Why is it terrible? Using static linking drastically reduces overall *complexity* (~1/security). If you do use libc code in your stuff then it's a part of this stuff. If there is a bug in libc - just rebuild your broken software. It either works or not. Doing dynamic linking is leaving it in superposition state.
I consider having the browser that builds for >30m is way more terrible.
From https://wayback.archive.org/web/20090525150626/http://blog.garbe.us/2008/02/... :
I prefer static linking:
Executing statically linked executables is much faster, because there are no expensive shared object lookups during exec().
Statically linked executables are portable, long lasting and fail safe to ABI changes -- they will run on the same architecture even in 10 years time. Never expect errors like /lib/ssa/libstdc++.so.6:version 'GLIBCXX_3.4.4' not found again.

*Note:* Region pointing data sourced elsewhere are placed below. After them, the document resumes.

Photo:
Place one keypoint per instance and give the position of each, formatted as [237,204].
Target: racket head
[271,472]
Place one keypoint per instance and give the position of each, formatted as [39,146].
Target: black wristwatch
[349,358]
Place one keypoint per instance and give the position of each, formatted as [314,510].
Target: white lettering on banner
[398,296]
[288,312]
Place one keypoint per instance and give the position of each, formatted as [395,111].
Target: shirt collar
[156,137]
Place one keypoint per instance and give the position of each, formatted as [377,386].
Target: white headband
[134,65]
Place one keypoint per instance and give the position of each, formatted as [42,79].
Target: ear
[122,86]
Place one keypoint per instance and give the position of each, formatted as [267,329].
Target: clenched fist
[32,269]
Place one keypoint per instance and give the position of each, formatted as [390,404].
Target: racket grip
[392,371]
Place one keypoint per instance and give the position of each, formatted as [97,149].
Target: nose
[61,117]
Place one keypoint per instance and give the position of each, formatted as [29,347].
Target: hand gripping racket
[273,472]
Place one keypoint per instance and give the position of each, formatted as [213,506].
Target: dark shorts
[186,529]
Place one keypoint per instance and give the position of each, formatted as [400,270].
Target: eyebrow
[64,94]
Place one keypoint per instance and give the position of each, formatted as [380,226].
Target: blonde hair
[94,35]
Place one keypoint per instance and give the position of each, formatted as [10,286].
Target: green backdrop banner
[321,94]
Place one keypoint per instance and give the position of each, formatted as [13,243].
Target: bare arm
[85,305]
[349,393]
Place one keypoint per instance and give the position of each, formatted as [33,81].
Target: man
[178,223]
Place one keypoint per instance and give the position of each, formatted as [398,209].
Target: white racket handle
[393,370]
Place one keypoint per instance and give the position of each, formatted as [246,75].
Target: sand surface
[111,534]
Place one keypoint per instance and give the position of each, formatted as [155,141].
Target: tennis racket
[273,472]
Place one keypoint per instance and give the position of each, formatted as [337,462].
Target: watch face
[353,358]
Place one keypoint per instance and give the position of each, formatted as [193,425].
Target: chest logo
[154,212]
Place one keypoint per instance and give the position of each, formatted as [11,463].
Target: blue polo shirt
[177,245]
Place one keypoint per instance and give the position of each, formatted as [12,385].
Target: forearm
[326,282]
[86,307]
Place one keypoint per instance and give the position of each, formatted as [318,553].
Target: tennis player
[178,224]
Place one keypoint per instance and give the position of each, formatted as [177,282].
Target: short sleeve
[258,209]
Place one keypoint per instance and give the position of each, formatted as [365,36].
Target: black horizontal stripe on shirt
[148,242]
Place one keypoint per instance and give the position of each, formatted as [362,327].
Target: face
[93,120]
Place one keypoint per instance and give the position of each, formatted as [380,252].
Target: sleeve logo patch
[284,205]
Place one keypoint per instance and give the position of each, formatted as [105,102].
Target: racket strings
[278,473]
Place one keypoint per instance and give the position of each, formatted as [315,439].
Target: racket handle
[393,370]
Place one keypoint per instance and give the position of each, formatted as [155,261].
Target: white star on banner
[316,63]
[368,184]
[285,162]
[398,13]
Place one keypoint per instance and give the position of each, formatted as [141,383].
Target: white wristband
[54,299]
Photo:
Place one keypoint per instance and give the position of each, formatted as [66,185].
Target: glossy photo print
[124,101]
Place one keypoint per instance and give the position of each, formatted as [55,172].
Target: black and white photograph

Statically linked executables use less disk space. Most executables use only a small subset of the functions provided by a static library -- so there is absolutely no reason to link complete static libraries into a static executable (e.g. spoken for a hello_world.c you only need to link vprintf statically into the executable, not the whole static libc!). The contrary is true for dynamic libraries -- you always use the whole library, regardless what functions you are using.
Statically linked executables consume less memory because their binary size is smaller and they only map the functions they depend on into memory (contrary to dynamic libs).
The reason why dynamic linking has been invented was not to decrease the general executable sizes or to save memory consumption, or to speed up the exec() -- but to allow changing code during runtime -- and that's the real purpose of dynamic linking, we shouldn't forget that.